As the P400 is a SAS controller (not a native SATA controller) you will need to get the correct cables to link the drives to it. I believe the unit uses the SFF-8484 connectors so you will need two sets of SFF-8484 -> 4x sata cables which can be had cheaply on ebay.
The controller is PCIe 1.0(a ??) so supports 2GB/s over 8 drives but it only supports SATA I (150MB/s). This should be fine for all mechanical hard drives but a little slow for SSDs. The controller also seems only to support up to 1TB drives by the spec sheet
here. I am sure someone can confirm this though.

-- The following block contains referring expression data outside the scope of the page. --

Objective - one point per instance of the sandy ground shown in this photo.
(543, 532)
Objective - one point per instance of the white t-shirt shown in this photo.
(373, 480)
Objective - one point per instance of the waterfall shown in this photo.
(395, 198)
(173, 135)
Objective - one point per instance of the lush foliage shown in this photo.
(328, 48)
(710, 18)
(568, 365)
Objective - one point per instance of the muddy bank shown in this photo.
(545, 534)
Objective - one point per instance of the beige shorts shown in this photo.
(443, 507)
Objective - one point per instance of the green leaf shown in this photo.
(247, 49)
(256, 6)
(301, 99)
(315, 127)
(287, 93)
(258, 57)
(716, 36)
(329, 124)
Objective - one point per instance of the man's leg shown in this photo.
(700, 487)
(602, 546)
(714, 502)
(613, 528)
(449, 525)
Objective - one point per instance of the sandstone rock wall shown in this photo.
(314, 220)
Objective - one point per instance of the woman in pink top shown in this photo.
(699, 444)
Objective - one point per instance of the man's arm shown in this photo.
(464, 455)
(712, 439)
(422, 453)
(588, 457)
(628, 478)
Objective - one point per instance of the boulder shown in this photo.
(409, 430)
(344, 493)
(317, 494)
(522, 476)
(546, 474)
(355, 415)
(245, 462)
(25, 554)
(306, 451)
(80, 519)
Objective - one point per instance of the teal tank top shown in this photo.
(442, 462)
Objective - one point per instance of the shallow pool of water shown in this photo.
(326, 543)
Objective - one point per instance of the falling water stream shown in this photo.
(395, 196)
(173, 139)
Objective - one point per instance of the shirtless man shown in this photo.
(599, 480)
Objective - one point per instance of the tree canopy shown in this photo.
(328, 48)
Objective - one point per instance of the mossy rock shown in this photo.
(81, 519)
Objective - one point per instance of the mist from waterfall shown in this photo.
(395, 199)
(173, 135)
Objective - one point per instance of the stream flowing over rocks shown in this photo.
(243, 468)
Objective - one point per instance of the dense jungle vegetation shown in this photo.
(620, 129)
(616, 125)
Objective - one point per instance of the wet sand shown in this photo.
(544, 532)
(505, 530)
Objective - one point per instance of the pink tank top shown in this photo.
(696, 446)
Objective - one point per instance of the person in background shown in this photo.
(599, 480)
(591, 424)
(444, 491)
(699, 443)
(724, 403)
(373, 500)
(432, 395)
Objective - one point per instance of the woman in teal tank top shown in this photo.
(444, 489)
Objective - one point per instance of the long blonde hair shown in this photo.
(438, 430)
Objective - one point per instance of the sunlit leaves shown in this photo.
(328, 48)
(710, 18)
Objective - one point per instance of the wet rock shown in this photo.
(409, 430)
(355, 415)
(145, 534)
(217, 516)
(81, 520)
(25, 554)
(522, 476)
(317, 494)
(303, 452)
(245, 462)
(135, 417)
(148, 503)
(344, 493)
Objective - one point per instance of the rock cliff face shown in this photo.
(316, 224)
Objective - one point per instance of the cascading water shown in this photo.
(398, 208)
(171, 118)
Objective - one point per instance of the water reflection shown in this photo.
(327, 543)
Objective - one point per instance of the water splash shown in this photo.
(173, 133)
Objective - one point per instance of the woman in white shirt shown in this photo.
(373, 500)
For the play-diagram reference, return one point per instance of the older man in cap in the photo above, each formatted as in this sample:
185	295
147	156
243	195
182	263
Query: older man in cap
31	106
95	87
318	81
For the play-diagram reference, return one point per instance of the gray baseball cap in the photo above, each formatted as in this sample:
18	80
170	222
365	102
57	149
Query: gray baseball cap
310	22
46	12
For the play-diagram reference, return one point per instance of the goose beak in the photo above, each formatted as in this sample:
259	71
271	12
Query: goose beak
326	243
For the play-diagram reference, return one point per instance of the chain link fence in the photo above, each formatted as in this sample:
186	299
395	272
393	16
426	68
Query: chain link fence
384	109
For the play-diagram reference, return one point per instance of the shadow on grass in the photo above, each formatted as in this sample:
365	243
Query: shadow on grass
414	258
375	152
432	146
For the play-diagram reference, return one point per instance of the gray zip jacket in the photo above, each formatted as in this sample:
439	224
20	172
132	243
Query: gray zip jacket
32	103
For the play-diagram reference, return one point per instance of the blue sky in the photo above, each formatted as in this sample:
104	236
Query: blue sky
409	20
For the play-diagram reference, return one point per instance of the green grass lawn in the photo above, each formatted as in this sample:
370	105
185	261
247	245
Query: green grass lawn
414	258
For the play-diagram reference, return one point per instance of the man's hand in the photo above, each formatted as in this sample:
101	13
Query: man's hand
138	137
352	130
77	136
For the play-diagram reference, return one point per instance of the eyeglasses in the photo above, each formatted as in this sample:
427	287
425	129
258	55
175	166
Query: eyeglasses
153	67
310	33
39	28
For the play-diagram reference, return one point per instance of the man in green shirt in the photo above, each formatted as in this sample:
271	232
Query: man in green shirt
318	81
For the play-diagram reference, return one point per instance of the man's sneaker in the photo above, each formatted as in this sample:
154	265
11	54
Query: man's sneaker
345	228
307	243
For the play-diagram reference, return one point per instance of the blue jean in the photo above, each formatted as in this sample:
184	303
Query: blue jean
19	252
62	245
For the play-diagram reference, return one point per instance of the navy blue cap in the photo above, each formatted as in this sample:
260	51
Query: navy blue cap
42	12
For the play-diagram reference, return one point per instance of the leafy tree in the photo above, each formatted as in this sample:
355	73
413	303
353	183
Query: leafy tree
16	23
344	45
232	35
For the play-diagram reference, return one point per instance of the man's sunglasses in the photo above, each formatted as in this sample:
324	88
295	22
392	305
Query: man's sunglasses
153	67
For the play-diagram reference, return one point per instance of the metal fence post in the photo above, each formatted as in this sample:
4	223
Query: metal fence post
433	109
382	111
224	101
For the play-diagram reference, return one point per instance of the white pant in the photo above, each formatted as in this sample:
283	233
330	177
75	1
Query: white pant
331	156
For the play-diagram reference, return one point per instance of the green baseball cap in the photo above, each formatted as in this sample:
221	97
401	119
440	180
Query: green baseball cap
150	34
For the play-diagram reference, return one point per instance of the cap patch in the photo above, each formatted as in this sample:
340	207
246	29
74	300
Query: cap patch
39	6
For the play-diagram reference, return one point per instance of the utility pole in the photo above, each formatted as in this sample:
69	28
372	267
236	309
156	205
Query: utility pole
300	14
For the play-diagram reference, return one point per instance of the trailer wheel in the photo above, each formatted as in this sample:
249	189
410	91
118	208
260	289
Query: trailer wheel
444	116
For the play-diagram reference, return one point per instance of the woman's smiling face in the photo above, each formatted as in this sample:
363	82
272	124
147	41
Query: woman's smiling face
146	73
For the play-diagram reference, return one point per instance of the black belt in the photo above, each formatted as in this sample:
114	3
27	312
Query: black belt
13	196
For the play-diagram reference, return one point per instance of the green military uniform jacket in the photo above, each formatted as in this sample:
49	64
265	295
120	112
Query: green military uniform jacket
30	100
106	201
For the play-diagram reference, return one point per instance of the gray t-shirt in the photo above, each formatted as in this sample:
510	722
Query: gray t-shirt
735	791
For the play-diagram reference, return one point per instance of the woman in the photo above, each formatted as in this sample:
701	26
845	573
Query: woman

LSI 1068 based controllers are usually worth a punt. The 3081E-R, Dell 6ir or the IBM BR10 or various others. These units use the newer SFF8087 -> 4x SATA cables (apart from the Dell which still uses the SFF-848), certainly support 2TB drives (I have had some hanging off my old ones) and work very well. The LSI 1068 chipset supports SATA II, specs
here.
If you want to move to the current generation then you could do worse than look at the LSI 9211 which is a 6Gb/s per channel (x8 channels, one for each device) and is PCIe 2.0 compliant meaning it cat push upto 4GB/s to the motherboard. Just as a tip, the IBM M1015 is based on the LSI 2008 SAS chipset (like the LSI 9211) and can sometimes be found on ebay and a certain on-line book shop for silly prices. If you then reflash the cards with the LSI 2008 firmware you end up with what is essentially a 9211. The caveat is that the flash software does not work on all motherboards (google flashing IBM M1015 for lots of advice). At worst the M1015 is still a nice SAS controller. There is one in the US selling for around US$70 on that book shop. I got two for just over US$100 each and have them in my ESXi 20 drive server.
Having a google for 'Home Server' should bring up a few sites with info on stuff like this if you want to dig a bit further.